No! Only. You. Only. Yours. The voice tittered and shook, finally scared. A grin split May’s face from ear to ear.
“Good, now, how many stormtouched are out there?” May asked.
We/I. Don’t. Know. Impossible.
“I’ll ask again,” May was beginning to get mad once more. “How many of us are out there?” Her voice came out in a hiss.
Can’t. Nine. Tell. One. You. Ten. It panted by the time it was over, shivering in fear and pain as it gave the information. And yet, May had more questions.
She had just opened her mouth again to continue the interrogation when May felt something new happening. The ash and stars surrounding the beak began to churn, the thing squealing in horror as chains surged from beyond the void, binding the bone so tightly it gave in in the middle, breaking it in thousands of shards.
May blinked at the unfolding event and narrowed her eyes. Something new was here, inside her Gift and Truth; she could feel its presence almost instinctively.
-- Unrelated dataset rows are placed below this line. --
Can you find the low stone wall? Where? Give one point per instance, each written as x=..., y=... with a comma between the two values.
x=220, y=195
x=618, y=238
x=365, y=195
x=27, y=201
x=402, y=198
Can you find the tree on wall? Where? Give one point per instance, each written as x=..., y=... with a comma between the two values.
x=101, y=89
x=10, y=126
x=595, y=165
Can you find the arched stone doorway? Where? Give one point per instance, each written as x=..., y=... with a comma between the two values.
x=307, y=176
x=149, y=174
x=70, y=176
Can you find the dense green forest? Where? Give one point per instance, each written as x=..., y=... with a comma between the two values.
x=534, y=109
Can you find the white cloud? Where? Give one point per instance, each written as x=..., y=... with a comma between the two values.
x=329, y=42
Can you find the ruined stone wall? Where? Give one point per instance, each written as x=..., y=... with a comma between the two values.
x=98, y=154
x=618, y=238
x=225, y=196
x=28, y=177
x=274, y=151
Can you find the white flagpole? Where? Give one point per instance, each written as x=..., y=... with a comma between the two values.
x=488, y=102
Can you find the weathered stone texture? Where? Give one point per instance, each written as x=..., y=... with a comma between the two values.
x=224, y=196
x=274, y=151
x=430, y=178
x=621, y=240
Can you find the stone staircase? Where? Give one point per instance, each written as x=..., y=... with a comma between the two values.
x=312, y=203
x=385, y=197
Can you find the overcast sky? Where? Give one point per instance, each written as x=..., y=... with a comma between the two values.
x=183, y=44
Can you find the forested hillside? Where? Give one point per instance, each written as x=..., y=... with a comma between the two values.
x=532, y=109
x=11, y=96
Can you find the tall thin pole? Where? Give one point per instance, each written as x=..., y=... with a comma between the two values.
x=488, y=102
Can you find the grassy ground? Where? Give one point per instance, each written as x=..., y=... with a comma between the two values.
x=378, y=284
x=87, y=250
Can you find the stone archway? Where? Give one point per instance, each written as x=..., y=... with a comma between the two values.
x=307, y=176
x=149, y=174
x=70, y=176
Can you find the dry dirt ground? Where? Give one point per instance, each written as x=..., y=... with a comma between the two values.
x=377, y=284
A weight on her soul as it housed something too large for it.
The doll was about to take another step towards the next caught mouth 一 a snout with a lulling tongue, saliva falling from among the fangs in constant drizzles 一 but the chains appeared again, dragging the snout away into the void instead of destroying it.
She turned her head at another sound, seeing multiple chains dragging her whispers 一 her subordinates 一 away from the clutches of her strings, pulling the mouths with such a strength that her Ability broke, unable to compare. And in response? May ran towards the closest one still bound, demanding her Ability to drag the lips closer to her at the same time.
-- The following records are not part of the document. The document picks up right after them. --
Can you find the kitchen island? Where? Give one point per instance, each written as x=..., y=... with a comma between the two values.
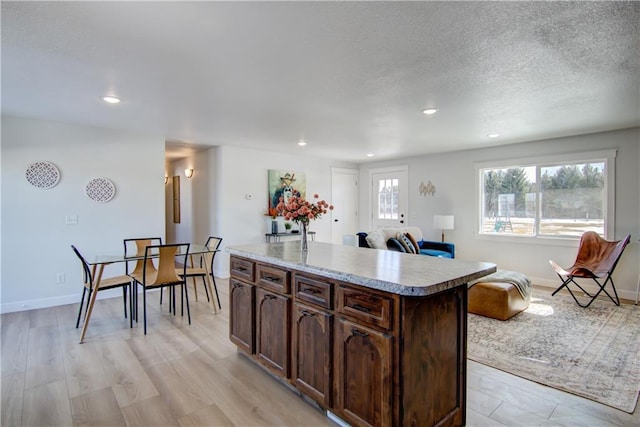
x=375, y=337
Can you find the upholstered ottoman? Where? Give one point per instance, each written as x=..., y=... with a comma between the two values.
x=500, y=295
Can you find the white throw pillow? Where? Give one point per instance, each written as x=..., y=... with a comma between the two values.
x=376, y=240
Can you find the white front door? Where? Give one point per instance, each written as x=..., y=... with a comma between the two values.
x=344, y=198
x=389, y=197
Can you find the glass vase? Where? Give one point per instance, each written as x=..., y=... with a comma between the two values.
x=304, y=244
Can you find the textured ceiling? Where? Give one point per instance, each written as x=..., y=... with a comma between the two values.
x=348, y=77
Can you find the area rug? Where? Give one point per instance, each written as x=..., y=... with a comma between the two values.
x=593, y=352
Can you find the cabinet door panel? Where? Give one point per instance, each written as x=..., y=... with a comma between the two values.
x=241, y=315
x=311, y=361
x=273, y=343
x=364, y=382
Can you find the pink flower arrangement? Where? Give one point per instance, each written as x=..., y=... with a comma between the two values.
x=297, y=209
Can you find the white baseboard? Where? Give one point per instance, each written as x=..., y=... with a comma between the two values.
x=53, y=301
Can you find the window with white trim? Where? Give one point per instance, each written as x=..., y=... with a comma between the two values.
x=561, y=197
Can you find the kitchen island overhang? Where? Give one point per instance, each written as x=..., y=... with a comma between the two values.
x=374, y=337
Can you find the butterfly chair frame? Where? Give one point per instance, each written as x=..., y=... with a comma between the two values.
x=122, y=281
x=597, y=259
x=164, y=275
x=213, y=243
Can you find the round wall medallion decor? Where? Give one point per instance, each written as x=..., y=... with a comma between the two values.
x=42, y=175
x=100, y=190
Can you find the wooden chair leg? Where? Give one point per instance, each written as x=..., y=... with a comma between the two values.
x=144, y=307
x=204, y=283
x=215, y=288
x=195, y=288
x=124, y=300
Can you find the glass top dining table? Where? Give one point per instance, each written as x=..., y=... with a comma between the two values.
x=112, y=258
x=99, y=260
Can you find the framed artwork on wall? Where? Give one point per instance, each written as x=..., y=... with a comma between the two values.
x=285, y=183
And this time she was faster than the chains; most of them too busy while dragging the other whispers away as they cried and screamed. Yet, a single one came for the one in her hands, lunging like a snake towards the one she held.
May put an arm forward without thinking, protecting the lips from the bindings trying to drag them away. Her voice came out in a deranged shout as the chain whipped her. “Mine!”
The metal links rose from the floor like a cobra, inspecting the creature trying to stop its work, and lunged once again. But this was May’s domain… and she had Control in here.
“They’re mine!” She screeched again, fighting this unknown assailant as it hit her with enough force to crack her porcelain skin and make the flesh underneath flare in pain. The chain kept striking her repeatedly, whipping her arm while May tried to deflect its blows to the best of her ability and hold the whisper close to her chest.
Still, even with all of her attempts, May still gave ground. The chain, unlike her, had no problem with hitting her legs and stomach and head 一 which it did repeatedly. So when she felt the thing from beyond coiling around her neck and squeezing, the doll took a hold of it and pulled.
The strength of its grip made May consider the possibility of the chain squeezing her throat so hard that her head would just pop out. But her decapitation was not meant to be, for when she tried to pull again, she felt the last of her Truth come out in a bombastic wave. An explosion that left May dizzy and weak and victorious over her assailant as the chain was ripped from wherever it came from. She heard the squelching of flesh beyond and, though she did not feel it, the box inside her mind rattled at the sound.
A single chain of dozens. A single whisper of thousands. The grip around her neck eased instantaneously, and the now inert chain only felt heavy on her shoulders.
Drained, May fell to the floor, laying on her back as the screams grew farther and farther until all that remained inside her Gift was silence.
She knew not what had happened to those taken, or even to the whispers that had fled before the attack, but it would have to wait. Her mana had been spent to its last drags, every drop squeezed out of her to the point she felt her vision darkening around the edges.
May understood, however, that a new enemy had tested her Control and mostly succeeded. She could swear and promise revenge, make vows of retribution and ensure this offense wouldn’t go unanswered 一 She would do all of that if she still had the energy to think about those things. But…
The silent embrace of sleep felt so, so charming to her tired soul.